Brandin Podziemski is another critical player. He had his best game of the series Wednesday, going 11 of 19 from the field and finishing with 28 points, 6 reboundsa and 4 assists.


“There were times in this series where he was hesitant to shoot,” Kerr said. “I thought he could have gotten 10 or 11 3s off tonight, and we needed those. I told him that after the game. I said, ‘When we get back here next year, you are not going to turn down a single shot.’”


Podziemski, the 19th pick in the 2023 draft, played his way into the rotation as a rookie, supplanting Klay Thompson. After a slow start to his second season, he turned it on in a secondary role after the Butler trade. His versatility as a 6-foot-5-inch guard, his basketball IQ and his willingness to grind make him valuable. But the Warriors might need more from him. He looked overwhelmed for most of these playoffs, the first of his career, raising questions about whether he is a potent enough scorer to warrant his role.


“That’s a big part of playoff experience,” Kerr said, “understanding you have to keep firing and stay aggressive.”


Golden State opted to keep him last offseason instead of cashing in his noteworthy value on the trade market. Several teams called with appealing offers, league sources said. They were told no.

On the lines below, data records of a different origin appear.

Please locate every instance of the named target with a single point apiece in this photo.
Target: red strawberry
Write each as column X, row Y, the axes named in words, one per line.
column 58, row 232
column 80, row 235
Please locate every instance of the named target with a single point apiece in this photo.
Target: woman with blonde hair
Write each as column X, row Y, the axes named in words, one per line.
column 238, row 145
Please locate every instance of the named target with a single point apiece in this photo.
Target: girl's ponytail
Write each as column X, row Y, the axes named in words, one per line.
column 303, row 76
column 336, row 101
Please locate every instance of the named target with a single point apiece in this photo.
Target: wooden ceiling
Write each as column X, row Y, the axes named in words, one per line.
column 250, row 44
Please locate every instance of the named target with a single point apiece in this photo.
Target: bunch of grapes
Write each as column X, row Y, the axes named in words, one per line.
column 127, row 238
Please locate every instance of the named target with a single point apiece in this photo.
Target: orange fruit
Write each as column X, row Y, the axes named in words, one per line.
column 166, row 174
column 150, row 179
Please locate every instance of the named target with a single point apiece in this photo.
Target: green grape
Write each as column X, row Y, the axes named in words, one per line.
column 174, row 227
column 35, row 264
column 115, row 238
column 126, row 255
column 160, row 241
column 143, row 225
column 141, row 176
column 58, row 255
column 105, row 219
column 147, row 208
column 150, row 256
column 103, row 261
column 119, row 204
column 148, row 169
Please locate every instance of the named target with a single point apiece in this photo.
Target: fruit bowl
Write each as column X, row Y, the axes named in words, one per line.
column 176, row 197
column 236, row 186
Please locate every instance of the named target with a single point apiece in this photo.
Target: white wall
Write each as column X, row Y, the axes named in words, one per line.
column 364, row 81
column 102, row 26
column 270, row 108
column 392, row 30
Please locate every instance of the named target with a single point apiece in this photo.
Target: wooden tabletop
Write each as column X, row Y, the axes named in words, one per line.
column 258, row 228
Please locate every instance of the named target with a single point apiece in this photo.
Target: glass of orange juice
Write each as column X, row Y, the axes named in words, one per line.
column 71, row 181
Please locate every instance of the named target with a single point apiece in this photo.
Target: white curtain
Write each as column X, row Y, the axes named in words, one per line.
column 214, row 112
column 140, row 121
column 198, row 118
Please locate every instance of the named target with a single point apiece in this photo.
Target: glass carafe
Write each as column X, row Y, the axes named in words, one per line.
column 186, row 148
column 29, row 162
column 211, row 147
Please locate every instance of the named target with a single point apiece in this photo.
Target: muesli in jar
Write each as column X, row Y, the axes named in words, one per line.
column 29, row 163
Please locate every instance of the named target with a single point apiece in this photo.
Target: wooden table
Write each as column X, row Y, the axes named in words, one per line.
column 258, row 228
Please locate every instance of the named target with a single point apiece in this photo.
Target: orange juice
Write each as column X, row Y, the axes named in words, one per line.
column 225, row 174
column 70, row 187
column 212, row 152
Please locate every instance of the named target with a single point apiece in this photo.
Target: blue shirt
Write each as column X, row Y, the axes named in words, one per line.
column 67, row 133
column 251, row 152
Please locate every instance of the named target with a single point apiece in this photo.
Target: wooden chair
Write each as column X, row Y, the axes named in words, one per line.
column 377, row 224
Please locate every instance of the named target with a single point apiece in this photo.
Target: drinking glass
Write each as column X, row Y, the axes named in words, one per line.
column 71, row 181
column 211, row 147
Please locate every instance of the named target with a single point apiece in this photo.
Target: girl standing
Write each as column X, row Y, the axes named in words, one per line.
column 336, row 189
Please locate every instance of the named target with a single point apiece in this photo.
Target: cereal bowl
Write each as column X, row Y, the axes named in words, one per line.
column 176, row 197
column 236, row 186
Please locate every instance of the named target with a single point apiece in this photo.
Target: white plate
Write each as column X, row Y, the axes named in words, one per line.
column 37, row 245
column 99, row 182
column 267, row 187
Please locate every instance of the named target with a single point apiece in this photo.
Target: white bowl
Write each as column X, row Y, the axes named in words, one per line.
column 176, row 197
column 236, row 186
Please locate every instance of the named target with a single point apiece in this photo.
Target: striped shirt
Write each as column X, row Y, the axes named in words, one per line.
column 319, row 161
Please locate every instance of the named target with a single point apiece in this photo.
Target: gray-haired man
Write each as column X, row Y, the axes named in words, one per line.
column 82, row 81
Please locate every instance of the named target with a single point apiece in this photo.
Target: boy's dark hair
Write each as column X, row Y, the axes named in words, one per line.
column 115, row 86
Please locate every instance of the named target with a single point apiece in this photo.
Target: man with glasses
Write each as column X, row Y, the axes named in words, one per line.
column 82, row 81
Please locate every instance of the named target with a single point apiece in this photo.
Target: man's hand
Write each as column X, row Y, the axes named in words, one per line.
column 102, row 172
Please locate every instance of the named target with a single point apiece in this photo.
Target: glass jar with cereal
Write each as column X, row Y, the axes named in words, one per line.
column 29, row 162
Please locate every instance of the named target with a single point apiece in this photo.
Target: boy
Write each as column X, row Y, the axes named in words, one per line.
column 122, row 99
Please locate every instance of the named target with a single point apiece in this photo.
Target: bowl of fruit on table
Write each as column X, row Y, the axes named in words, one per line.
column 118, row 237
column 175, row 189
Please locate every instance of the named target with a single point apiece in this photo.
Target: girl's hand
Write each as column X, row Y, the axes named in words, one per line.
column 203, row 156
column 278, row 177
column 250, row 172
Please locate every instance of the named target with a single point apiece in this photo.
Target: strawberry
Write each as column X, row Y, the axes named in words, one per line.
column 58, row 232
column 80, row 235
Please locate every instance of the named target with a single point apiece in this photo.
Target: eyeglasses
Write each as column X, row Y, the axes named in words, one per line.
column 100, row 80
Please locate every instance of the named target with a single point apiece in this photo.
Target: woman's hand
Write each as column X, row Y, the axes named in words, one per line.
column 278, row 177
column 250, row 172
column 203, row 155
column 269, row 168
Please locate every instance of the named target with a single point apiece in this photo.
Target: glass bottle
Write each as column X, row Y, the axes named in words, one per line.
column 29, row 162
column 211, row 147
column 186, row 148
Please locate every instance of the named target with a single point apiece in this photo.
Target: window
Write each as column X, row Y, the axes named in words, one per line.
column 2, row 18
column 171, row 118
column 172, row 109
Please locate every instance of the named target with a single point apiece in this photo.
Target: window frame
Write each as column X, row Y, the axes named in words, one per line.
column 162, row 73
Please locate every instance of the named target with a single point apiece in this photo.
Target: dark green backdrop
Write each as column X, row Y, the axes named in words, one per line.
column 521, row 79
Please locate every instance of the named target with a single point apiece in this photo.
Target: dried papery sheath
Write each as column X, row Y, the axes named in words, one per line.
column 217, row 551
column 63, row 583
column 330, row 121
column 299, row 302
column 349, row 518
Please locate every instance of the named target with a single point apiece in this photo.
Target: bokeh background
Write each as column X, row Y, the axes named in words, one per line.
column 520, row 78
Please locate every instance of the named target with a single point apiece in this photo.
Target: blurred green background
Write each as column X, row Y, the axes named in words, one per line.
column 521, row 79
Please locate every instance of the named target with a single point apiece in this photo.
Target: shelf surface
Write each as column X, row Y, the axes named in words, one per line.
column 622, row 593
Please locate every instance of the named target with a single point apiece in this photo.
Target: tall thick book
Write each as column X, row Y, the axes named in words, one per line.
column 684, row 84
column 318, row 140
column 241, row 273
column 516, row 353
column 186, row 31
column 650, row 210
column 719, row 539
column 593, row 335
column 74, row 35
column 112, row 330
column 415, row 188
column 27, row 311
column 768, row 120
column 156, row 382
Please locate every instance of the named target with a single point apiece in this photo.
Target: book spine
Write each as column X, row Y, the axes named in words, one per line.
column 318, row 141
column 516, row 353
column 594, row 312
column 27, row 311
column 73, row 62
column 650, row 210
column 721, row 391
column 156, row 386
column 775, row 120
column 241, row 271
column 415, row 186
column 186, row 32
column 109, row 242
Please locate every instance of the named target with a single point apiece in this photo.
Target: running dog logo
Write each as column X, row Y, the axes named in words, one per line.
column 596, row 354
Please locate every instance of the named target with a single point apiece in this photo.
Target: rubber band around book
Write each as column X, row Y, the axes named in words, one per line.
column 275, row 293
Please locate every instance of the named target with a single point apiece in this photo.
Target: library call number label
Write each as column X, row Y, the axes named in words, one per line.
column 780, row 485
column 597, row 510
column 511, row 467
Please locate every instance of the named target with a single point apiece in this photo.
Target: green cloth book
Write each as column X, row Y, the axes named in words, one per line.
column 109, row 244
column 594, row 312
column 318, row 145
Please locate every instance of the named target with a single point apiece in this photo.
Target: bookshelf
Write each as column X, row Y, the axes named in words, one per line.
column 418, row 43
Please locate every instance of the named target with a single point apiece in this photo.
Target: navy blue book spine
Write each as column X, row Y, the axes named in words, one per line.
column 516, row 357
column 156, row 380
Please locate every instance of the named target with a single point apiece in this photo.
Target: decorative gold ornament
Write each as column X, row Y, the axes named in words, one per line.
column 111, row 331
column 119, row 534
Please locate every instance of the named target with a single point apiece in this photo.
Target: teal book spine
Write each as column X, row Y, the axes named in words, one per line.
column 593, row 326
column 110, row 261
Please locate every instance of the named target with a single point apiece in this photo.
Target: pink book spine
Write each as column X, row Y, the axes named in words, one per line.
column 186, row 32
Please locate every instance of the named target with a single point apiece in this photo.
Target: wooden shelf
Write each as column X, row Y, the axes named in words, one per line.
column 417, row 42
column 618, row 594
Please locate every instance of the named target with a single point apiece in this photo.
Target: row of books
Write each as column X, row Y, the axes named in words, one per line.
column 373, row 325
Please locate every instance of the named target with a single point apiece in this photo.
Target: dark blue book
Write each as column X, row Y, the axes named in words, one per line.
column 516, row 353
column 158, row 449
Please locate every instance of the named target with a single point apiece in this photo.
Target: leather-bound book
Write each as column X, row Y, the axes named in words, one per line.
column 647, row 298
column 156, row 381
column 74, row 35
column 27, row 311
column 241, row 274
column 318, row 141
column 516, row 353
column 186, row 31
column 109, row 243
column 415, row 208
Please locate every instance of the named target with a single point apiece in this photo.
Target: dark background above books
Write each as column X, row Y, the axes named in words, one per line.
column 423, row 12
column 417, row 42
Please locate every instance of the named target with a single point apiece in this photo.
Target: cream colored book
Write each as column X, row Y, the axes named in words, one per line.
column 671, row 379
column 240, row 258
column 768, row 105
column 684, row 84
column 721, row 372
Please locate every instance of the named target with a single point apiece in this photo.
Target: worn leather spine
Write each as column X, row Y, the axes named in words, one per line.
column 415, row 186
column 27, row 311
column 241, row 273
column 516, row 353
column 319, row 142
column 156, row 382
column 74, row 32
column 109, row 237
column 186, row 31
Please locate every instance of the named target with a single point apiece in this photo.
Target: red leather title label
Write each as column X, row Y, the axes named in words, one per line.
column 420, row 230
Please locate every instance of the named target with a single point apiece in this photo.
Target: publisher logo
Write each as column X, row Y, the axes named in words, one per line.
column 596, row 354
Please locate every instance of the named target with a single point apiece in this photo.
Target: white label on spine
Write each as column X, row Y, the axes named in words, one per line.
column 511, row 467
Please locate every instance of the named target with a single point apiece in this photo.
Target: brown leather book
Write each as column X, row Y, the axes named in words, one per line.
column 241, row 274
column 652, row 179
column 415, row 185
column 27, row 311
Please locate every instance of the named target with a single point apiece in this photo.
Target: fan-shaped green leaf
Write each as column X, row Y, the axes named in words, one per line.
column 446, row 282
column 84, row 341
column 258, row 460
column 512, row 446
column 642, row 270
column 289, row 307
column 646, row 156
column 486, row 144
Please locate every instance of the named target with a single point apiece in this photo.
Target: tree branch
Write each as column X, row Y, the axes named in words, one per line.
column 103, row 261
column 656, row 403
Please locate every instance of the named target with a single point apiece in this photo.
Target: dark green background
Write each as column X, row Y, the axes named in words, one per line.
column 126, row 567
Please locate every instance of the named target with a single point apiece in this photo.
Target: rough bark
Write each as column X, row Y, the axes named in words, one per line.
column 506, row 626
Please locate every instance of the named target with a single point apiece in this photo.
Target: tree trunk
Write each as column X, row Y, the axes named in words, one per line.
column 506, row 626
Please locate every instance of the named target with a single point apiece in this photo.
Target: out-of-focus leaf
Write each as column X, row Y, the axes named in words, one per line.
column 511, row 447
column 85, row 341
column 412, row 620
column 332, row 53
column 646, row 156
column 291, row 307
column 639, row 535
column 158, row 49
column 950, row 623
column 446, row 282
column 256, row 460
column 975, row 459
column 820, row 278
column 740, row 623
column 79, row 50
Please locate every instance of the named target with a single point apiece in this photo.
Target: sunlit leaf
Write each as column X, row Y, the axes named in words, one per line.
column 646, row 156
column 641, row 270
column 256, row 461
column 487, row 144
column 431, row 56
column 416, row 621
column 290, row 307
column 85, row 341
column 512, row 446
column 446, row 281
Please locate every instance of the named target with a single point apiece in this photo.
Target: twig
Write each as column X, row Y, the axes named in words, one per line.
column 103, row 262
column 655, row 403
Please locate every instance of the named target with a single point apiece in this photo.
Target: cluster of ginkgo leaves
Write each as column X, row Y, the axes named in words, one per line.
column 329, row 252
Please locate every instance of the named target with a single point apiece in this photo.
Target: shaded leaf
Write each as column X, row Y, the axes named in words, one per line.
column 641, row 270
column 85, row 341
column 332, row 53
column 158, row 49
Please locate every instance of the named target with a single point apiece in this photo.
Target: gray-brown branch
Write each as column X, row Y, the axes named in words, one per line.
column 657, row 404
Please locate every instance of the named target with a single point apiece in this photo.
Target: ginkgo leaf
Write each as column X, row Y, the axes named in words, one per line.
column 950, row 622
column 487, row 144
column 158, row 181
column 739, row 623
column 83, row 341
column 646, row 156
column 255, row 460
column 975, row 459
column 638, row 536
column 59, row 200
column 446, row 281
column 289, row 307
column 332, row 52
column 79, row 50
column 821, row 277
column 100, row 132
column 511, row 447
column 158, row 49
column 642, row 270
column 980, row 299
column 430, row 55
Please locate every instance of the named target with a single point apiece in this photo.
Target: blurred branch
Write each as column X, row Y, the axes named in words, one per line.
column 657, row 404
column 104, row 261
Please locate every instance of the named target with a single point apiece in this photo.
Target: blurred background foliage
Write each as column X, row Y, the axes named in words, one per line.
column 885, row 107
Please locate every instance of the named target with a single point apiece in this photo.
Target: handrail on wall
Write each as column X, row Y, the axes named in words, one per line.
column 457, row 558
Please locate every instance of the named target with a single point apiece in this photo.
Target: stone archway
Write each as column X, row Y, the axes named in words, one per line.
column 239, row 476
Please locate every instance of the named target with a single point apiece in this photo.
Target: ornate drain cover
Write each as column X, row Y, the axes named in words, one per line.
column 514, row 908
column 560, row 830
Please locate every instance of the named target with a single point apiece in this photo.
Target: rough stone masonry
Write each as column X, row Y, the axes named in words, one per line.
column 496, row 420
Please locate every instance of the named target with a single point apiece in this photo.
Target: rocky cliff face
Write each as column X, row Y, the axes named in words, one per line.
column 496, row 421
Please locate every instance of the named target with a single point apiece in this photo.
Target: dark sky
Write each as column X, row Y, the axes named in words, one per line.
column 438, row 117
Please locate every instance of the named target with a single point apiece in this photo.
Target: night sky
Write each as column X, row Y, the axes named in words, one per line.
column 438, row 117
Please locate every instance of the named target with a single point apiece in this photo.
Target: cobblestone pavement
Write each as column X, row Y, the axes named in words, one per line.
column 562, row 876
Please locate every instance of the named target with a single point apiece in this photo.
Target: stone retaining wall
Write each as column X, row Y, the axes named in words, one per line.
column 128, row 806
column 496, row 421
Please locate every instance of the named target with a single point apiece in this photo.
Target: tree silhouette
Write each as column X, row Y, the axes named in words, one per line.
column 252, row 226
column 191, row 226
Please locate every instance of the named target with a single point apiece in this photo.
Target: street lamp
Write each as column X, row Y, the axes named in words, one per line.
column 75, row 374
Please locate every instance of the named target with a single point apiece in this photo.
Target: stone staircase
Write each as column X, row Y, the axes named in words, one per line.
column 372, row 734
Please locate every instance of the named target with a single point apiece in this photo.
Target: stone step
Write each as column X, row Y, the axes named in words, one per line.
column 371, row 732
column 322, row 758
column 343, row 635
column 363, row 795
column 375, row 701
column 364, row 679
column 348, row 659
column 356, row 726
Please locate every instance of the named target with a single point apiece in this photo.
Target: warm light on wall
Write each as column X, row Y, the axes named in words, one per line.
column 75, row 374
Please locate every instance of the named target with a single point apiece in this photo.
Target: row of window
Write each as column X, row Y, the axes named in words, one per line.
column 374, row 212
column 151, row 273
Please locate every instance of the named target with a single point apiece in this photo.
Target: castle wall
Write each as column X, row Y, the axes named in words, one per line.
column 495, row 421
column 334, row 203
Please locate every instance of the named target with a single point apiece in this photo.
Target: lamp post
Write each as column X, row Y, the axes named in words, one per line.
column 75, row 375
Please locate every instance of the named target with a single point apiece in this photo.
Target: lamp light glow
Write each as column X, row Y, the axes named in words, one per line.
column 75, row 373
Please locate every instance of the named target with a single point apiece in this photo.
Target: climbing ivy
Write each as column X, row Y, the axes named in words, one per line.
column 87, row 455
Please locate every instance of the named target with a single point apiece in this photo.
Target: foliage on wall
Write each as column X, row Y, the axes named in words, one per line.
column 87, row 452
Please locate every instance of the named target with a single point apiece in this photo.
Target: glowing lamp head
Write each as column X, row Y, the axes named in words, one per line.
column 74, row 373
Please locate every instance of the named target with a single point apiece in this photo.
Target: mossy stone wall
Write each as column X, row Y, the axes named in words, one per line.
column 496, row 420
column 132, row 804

But the need for offensive punch was magnified this postseason. Some in the organization who landed on the side of exploring Podziemski’s value see a need for more of a Jordan Poole-type of playmaker: a confident shooter and offensive creator who can share in the playmaking load with Curry and Butler. The two veterans will require rest and management next season.


But Podziemski is 22, set to make $3.6 million next season and laden with intangibles. That makes him worth keeping, especially if he grows more confident offensively. But it also makes him valuable around the league.


Do they use him as one of the few commodities they possess, or continue his development while he is on a team-friendly deal?


“I would hope our young players take yet another leap,” Lacob said. He added: “Our drafts were not bad at all. These guys are very young. They’ve had to fit into a very difficult situation with experienced players. It’s not like they can just go out and put up numbers. So I think we’ve drafted very well. We’ve got some good young players.”


The backbone of the organization remains what it has been for more than a decade. Kerr and Dunleavy are expected to remain in place. Butler is the new costar. Green is expected to remain. Then the ecosystem still operates around Curry, who will enter his 17th NBA season in October.


“I have a great coach and I have a great GM,” Lacob said. “I have no problems with anything in respect to them. Mike made a fantastic trade. Before we made that trade, we were one game under .500 and it didn’t look like we were going anywhere. We won a first-round series against a very good up-and-coming team with a lot of athleticism and size. I thought it was a hell of a win. Got us pretty tired probably for this series, and maybe that was just too much to overcome.”